There’s a hole at the heart of quantum physics.
It’s a deep hole. Yet it’s not a hole that prevents the theory from working. Quantum physics is, by any measure, astonishingly successful. It’s the theory that underpins nearly all of modern technology, from the silicon chips buried in your phone to the LEDs in its screen, from the nuclear hearts of the most distant space probes to the lasers in the supermarket checkout scanner. It explains why the sun shines and how your eyes can see. Quantum physics works.
Yet the hole remains: Despite the wild success of the theory, we don’t really understand what it says about the world around us. The mathematics of the theory makes incredibly accurate predictions about the outcomes of experiments and natural phenomena. In order to do that so well, the theory must have captured some essential and profound truth about the nature of the world around us. Yet there’s a great deal of disagreement over what the theory says about reality — or even whether it says anything at all about it.
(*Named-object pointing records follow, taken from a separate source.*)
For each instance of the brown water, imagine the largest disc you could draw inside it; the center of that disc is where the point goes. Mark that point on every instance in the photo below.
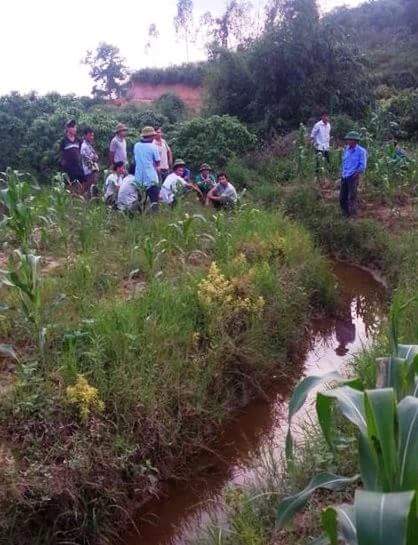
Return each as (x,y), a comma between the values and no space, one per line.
(175,518)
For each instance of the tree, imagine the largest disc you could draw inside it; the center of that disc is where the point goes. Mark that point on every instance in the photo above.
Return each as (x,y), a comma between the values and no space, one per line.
(184,23)
(108,71)
(153,35)
(232,27)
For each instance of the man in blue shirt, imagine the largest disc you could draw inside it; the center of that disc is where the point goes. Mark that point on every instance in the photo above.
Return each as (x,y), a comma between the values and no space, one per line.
(147,164)
(354,165)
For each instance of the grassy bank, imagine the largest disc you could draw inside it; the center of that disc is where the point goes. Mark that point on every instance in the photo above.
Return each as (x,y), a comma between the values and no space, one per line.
(127,344)
(250,510)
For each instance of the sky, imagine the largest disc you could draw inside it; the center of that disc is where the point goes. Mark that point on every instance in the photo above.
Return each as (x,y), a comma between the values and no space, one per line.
(43,42)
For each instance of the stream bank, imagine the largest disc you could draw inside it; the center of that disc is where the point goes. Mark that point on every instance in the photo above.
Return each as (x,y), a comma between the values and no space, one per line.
(178,517)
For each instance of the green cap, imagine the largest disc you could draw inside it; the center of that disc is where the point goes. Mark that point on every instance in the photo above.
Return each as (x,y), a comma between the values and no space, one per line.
(353,135)
(179,163)
(147,132)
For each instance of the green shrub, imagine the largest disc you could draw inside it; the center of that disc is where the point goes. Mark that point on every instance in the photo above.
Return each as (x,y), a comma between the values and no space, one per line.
(213,140)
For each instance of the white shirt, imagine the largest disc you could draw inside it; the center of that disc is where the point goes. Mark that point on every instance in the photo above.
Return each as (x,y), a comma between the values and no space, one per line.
(163,149)
(170,187)
(118,147)
(226,192)
(113,181)
(128,192)
(321,134)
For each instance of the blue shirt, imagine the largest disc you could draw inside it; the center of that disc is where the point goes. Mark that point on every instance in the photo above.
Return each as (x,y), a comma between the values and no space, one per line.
(146,155)
(354,160)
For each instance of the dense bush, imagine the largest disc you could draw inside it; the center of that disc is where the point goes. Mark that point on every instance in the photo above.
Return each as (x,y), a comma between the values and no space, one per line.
(32,127)
(213,140)
(191,74)
(172,107)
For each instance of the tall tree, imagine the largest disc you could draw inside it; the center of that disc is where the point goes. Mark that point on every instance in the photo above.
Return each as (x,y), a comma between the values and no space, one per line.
(184,24)
(107,69)
(232,27)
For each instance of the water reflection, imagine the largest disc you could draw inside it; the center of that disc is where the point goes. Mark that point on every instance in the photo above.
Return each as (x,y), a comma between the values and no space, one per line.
(173,520)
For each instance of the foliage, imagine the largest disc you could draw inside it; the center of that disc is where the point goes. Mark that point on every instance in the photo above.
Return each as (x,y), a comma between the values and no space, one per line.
(108,71)
(171,107)
(191,74)
(278,78)
(213,140)
(84,397)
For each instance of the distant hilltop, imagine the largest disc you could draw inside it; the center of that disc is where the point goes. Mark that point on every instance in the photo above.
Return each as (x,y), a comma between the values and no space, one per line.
(185,80)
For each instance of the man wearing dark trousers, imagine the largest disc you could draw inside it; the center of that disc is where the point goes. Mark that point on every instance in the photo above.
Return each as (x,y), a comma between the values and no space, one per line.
(353,166)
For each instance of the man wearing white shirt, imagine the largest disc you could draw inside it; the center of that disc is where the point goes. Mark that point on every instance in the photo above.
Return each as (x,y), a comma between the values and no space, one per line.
(320,137)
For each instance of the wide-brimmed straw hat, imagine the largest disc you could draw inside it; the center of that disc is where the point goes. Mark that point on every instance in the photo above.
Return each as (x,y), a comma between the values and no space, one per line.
(147,132)
(120,127)
(353,135)
(179,163)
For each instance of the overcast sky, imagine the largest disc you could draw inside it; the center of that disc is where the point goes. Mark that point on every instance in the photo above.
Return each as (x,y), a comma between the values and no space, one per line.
(43,42)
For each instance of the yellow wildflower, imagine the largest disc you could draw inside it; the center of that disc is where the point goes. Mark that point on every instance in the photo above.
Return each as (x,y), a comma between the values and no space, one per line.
(85,397)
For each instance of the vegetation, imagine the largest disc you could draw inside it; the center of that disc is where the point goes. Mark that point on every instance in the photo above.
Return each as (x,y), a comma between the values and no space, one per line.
(192,74)
(134,338)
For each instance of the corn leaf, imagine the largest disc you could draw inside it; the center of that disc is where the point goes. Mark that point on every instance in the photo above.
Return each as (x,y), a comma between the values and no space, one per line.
(300,394)
(408,443)
(292,504)
(339,523)
(385,519)
(380,413)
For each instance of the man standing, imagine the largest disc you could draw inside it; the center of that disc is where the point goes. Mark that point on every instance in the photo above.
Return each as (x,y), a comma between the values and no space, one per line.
(205,180)
(113,183)
(117,148)
(166,156)
(90,161)
(147,165)
(223,195)
(70,154)
(320,136)
(174,183)
(354,165)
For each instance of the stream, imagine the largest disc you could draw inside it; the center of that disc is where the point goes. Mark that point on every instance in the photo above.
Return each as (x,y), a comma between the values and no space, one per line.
(185,507)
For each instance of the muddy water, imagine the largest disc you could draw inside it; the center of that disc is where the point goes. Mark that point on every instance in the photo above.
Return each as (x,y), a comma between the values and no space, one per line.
(175,518)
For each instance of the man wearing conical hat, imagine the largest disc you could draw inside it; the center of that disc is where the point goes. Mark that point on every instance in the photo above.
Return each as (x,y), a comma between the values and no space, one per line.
(117,148)
(147,164)
(353,167)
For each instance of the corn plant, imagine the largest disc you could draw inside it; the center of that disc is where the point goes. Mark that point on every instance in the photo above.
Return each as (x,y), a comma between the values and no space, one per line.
(23,276)
(17,199)
(185,232)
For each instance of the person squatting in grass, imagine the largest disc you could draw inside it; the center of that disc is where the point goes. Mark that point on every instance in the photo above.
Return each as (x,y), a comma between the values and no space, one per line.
(175,183)
(129,196)
(205,180)
(113,183)
(147,165)
(71,157)
(223,195)
(320,137)
(354,164)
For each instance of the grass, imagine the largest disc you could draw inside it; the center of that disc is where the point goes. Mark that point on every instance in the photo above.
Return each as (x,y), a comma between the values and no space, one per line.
(249,511)
(129,304)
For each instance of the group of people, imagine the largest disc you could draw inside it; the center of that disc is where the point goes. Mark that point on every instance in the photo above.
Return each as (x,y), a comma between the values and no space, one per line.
(354,162)
(153,172)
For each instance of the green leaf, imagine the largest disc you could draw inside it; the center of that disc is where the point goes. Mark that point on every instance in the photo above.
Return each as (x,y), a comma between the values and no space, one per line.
(380,413)
(8,351)
(385,519)
(299,397)
(339,523)
(408,443)
(292,504)
(351,403)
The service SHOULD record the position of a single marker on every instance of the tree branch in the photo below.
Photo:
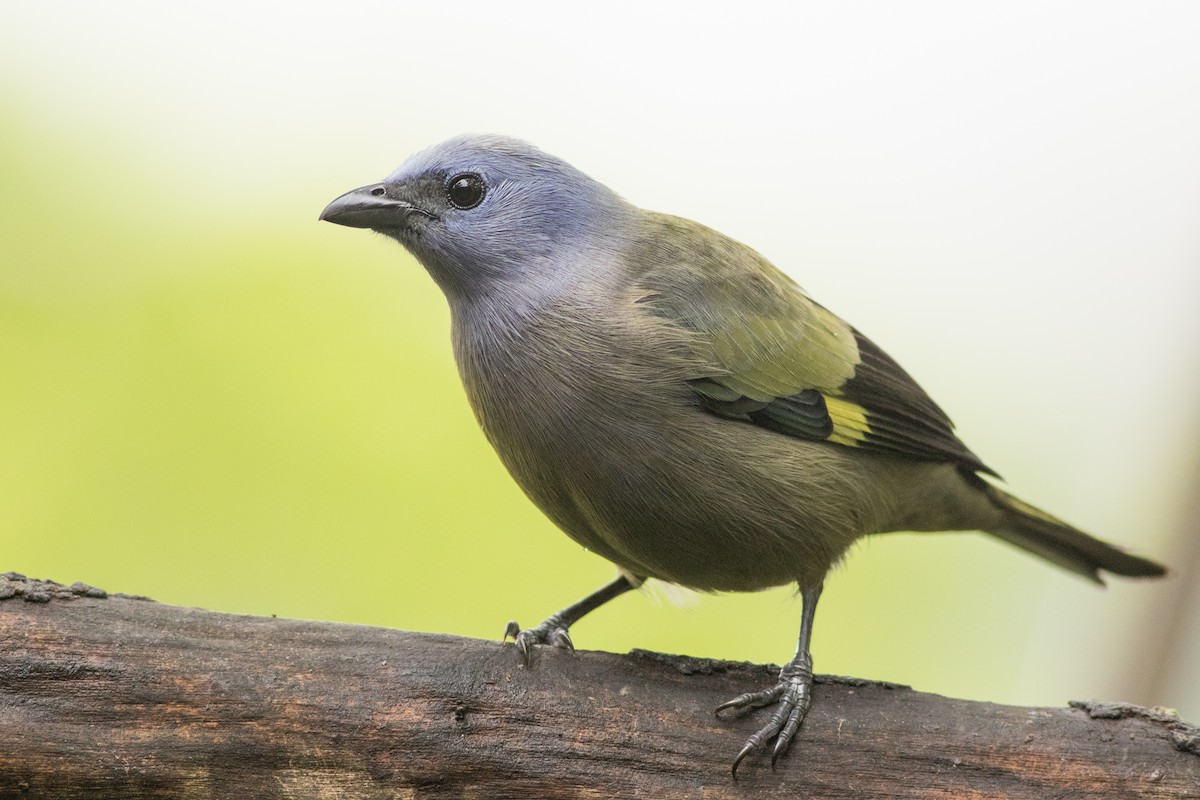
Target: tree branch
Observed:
(119, 697)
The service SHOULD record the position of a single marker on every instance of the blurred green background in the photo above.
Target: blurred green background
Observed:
(211, 398)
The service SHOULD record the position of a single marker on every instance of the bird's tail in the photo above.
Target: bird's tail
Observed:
(1044, 535)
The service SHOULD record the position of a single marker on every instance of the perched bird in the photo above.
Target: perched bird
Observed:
(676, 403)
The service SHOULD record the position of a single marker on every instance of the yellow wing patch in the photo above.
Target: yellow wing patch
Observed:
(850, 426)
Even the simplest possible things become difficult to decipher in quantum physics. Say you want to describe the position of a single tiny object — the location of just one electron, the simplest subatomic particle we know of. There are three dimensions, so you might expect that you need three numbers to describe the electron’s location. This is certainly true in everyday life: If you want to know where I am, you need to know my latitude, my longitude, and how high above the ground I am. But in quantum physics, it turns out three numbers isn’t enough. Instead, you need an infinity of numbers, scattered across all of space, just to describe the position of a single electron.
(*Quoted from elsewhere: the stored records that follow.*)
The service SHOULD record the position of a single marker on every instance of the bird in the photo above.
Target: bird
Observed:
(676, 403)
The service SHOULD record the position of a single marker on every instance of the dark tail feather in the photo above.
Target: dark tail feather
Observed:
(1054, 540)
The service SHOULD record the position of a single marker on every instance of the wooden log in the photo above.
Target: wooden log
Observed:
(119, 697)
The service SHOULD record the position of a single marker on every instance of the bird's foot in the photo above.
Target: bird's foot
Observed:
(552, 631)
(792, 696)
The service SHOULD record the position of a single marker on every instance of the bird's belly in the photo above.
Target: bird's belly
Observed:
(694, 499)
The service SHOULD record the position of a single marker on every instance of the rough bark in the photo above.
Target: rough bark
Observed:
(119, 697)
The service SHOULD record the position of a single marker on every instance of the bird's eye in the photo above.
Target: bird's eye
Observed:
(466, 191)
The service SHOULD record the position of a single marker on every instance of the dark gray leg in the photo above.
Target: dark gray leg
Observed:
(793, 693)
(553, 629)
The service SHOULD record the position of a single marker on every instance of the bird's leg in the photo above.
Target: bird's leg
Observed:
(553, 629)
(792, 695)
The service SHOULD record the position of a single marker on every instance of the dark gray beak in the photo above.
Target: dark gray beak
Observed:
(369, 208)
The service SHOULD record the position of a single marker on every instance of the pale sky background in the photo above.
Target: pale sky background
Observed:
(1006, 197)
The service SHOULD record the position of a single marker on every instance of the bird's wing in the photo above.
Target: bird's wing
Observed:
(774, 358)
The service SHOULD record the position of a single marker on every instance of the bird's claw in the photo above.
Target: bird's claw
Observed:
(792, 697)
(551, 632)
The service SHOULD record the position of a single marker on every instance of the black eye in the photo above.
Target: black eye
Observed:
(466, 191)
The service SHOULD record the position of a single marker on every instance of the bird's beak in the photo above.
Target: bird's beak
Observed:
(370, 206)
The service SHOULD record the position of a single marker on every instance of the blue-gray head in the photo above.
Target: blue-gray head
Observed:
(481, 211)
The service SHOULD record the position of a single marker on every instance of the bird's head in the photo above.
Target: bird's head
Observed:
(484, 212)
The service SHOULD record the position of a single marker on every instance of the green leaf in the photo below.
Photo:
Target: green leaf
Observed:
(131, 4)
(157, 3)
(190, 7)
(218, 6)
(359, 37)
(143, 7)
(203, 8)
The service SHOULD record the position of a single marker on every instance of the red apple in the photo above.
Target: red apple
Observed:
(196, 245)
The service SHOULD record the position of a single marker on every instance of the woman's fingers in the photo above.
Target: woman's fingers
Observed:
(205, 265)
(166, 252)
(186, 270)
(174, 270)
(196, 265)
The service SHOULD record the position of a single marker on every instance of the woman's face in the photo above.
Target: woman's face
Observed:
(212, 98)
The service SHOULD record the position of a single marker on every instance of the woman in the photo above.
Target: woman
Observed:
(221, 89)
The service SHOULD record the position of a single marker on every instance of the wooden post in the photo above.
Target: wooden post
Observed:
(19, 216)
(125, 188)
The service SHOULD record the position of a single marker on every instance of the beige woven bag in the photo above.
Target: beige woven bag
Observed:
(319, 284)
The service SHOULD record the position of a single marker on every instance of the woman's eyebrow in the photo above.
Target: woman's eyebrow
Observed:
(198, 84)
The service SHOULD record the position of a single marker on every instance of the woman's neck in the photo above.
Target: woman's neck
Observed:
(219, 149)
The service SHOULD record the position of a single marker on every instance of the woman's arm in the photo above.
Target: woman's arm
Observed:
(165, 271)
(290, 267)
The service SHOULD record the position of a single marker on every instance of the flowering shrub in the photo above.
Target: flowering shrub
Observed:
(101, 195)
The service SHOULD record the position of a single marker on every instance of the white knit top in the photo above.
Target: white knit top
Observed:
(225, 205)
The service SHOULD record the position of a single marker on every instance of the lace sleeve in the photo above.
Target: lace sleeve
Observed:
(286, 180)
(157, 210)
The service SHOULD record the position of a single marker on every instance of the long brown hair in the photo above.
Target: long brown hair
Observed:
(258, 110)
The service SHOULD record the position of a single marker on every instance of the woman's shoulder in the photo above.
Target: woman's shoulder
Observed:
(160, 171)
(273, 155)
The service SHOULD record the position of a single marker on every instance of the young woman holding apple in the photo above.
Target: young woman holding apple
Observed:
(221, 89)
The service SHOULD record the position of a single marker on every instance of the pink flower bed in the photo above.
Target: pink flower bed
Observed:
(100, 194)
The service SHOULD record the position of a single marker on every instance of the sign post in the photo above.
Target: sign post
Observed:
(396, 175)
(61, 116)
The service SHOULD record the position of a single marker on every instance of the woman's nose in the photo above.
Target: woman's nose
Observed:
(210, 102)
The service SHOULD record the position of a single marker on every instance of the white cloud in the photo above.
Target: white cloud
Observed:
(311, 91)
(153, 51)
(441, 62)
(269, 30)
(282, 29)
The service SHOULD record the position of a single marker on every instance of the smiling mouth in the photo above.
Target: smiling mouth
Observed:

This infinite collection of numbers is called a “wave function,” because these numbers scattered across space usually change smoothly, undulating like a wave. There’s a beautiful equation that describes how wave functions wave about through space, called the Schrödinger equation (after Erwin Schrödinger, the Austrian physicist who first discovered it in 1925). Wave functions mostly obey the Schrödinger equation the same way a falling rock obeys Newton’s laws of motion: It’s something like a law of nature. And as laws of nature go, it’s a pretty simple one, though it can look mathematically forbidding at first.
Yet despite the simplicity and beauty of the Schrödinger equation, wave functions are pretty weird. Why would you need so much information — an infinity of numbers scattered across all of space — just to describe the position of a single object? Maybe this means that the electron is smeared out somehow. But as it turns out, that’s not true. When you actually look for the electron, it shows up in only one spot. And when you do find the electron, something even stranger happens: The electron’s wave function temporarily stops obeying the Schrödinger equation. Instead, it “collapses,” with all of its infinity of numbers turning to zero except in the place where you found the electron.
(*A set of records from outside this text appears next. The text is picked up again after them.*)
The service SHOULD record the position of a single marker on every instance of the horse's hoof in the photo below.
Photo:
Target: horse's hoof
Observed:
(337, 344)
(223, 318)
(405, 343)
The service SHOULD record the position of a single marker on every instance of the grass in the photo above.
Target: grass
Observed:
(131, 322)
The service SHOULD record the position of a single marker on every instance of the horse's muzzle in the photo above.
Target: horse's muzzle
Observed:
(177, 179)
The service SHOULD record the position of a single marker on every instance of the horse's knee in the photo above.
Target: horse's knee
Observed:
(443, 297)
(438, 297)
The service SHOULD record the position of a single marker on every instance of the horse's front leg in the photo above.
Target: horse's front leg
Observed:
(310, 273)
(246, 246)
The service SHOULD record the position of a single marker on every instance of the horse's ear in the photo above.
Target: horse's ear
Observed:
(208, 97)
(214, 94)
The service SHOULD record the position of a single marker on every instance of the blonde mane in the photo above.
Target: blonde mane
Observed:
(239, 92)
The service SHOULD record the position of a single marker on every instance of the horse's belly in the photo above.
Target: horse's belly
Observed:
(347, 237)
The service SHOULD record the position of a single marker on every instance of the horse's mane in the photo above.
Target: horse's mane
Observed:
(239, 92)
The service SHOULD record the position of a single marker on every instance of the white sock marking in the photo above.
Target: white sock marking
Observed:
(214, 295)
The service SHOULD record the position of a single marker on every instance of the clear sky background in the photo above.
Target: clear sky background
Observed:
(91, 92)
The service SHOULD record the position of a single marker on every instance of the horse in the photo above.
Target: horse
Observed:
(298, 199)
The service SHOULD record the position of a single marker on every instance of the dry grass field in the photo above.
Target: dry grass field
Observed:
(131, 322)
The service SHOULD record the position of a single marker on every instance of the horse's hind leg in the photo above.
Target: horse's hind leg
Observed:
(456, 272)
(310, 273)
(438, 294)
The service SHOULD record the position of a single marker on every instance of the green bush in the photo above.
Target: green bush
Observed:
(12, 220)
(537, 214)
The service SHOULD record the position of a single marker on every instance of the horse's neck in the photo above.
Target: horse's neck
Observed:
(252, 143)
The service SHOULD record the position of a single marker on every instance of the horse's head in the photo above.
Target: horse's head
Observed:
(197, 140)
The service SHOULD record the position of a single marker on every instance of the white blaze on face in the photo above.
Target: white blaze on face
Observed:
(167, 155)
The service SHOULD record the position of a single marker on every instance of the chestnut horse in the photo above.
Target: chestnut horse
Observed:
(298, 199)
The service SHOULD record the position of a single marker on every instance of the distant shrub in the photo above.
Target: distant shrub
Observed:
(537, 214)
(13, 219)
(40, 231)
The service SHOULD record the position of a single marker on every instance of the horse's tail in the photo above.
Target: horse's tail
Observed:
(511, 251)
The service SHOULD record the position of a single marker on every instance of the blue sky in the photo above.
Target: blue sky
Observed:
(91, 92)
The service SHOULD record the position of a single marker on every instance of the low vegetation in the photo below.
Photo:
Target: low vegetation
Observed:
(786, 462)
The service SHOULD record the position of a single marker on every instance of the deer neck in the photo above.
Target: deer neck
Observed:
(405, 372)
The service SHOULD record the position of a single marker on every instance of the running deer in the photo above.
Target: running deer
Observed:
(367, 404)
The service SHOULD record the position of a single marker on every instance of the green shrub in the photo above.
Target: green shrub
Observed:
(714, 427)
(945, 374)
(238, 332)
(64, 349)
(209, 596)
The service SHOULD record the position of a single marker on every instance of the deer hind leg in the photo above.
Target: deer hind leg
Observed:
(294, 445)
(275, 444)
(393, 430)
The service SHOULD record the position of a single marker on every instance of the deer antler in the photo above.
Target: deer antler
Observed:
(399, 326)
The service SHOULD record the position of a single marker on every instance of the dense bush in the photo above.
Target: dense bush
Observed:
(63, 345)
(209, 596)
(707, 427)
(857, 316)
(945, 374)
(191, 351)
So what are wave functions? And why do they only obey the Schrödinger equation sometimes? Specifically, why do they only obey the Schrödinger equation when nobody is looking? These unanswered questions circumscribe the hole at the heart of quantum physics. The last question, in particular, is notorious enough that it has been given a special name: the “measurement problem.”
The measurement problem seems like it should stop quantum physics in its tracks. What does “looking” or “measurement” mean? There’s no generally agreed-upon answer to this. And that means, in turn, that we don’t really know when the Schrödinger equation applies and when it doesn’t. And if we don’t know that — if we don’t know when to use this law and when instead to put it aside — how can we use the theory at all?
The pragmatic answer is that when we physicists do quantum physics, we tend to think of it only as the physics of the ultra-tiny. We usually assume that the Schrödinger equation doesn’t really apply to sufficiently large objects — objects like tables and chairs and humans, the things in our everyday lives. Instead, as a practical matter, we assume that those objects obey the classical physics of Isaac Newton, and that the Schrödinger equation stops applying when one of these objects interacts with something from the quantum world of the small. This works well enough to get the right answer in most cases. But almost no physicists truly believe this is how the world actually works. Experiments over the past few decades have shown that quantum physics applies to larger and larger objects, and at this point few doubt that it applies to objects of all sizes. Indeed, quantum physics is routinely and successfully used to describe the largest thing there is — the universe itself — in the well-established field of physical cosmology.